Re: Question on slow fallocate

Andres Freund <andres@xxxxxxxxxxx> · Tue, 11 Jul 2023 15:28:05 -0700

Hi,

On 2023-06-23 10:47:43 +1000, Dave Chinner wrote:
> On Thu, Jun 22, 2023 at 02:34:18PM +0900, Masahiko Sawada wrote:
> > Hi all,
> >
> > When testing PostgreSQL, I found a performance degradation. After some
> > investigation, it ultimately reached the attached simple C program and
> > turned out that the performance degradation happens on only the xfs
> > filesystem (doesn't happen on neither ext3 nor ext4). In short, the
> > program alternately does two things to extend a file (1) call
> > posix_fallocate() to extend by 8192 bytes
>
> This is a well known anti-pattern - it always causes problems. Do
> not do this.

Postgres' actual behaviour is more complicated than what Sawada-san's test.
We either fallocate() multiple pages or we use use pwritev() to extend by
fewer pages.

I think Sawada-san wrote it when trying to narrow down a performance issue to
the "problematic" interaction, perhaps simplifying the real workload too much.

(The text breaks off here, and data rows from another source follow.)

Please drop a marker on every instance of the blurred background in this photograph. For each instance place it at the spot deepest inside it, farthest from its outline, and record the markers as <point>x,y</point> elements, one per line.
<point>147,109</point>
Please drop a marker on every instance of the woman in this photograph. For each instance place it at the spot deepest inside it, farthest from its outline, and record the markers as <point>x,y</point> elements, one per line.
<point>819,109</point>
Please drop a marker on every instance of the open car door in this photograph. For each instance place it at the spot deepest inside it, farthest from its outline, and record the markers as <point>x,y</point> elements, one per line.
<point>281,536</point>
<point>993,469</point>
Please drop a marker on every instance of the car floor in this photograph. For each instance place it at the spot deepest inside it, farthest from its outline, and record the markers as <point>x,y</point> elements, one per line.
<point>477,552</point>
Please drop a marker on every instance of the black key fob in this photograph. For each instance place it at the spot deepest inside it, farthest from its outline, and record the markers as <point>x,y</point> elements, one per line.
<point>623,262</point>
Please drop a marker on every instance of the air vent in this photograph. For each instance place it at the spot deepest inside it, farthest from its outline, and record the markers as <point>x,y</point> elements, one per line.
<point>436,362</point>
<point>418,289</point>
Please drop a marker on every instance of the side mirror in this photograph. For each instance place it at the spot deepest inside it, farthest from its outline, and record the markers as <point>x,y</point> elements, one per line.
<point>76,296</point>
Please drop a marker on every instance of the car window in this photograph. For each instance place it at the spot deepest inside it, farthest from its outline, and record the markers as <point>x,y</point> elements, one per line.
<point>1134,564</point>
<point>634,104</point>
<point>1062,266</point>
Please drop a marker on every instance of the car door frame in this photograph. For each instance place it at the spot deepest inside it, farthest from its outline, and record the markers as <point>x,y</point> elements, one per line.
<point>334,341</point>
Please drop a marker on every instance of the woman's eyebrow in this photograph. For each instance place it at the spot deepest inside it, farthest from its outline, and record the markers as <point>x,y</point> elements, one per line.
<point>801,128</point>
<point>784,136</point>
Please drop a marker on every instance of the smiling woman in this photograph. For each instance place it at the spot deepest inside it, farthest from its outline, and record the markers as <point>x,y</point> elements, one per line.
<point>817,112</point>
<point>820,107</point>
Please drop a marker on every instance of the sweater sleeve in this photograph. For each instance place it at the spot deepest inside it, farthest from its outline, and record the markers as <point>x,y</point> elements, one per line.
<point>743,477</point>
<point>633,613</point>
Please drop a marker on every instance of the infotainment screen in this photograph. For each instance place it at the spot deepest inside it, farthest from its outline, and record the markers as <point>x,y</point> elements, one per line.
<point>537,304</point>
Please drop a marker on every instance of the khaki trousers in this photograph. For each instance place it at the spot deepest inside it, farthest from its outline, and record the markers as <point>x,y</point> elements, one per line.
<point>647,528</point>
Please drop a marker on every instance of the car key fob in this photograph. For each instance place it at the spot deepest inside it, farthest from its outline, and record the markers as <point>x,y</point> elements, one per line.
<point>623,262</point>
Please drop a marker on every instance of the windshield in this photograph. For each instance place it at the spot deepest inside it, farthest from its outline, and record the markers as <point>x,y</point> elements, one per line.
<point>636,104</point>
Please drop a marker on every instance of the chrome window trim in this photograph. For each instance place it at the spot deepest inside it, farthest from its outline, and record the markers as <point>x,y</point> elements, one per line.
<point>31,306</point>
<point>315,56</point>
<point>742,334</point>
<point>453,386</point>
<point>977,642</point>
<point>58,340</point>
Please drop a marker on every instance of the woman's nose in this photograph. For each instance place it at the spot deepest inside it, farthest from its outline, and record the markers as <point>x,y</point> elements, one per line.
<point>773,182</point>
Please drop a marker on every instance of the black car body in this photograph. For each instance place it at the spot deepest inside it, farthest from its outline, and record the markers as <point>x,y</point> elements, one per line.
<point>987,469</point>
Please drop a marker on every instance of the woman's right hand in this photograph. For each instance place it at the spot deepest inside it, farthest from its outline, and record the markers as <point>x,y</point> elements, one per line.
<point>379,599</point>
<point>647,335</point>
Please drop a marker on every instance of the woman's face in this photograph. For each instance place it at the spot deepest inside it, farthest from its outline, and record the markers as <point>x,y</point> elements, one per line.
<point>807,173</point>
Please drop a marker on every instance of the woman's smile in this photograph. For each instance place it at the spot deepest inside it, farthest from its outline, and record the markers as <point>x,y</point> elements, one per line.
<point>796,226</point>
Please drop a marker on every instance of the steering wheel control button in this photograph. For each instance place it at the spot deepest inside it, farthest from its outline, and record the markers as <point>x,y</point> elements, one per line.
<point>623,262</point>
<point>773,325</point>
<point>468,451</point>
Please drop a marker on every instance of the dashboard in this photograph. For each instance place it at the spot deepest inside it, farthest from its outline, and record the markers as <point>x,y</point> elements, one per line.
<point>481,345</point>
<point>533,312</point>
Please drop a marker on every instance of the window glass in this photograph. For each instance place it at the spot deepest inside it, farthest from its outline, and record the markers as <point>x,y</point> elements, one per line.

> As it is, using fallocate/pwrite like test does is a well known
> anti-pattern:
>
> 	error = fallocate(fd, off, len);
> 	if (error == ENOSPC) {
> 		/* abort write!!! */
> 	}
> 	error = pwrite(fd, off, len);
> 	ASSERT(error != ENOSPC);
> 	if (error) {
> 		/* handle error */
> 	}
>
> Why does the code need a call to fallocate() here it prevent ENOSPC in the
> pwrite() call?

The reason we do need either fallocate or pwrite is to ensure we can later
write out the page from postgres' buffer pool without hitting ENOSPC (of
course that's still not reliable for all filesystems...).  We don't want to
use *write() for larger amounts of data, because that ends up with the kernel
actually needing to write out those pages. There never is any content in those
extended pages.

So for small file extensions we use writes, and when it's more bulk work, we
use fallocate.

Having a dirty page in our buffer pool is, that we can't write out due to
ENOSPC, is bad, as that prevents our checkpoints from ever succeeding. Thus we
either need to "crash" and replay the journal, or we can't checkpoint, with
all the issues that entails.

The performance issue at hand came to be because of the workload flipping
between extending by fallocate() and extending by write(), as part of the
heuristic is the contention on the lock protecting file extensions.

Greetings,

Andres Freund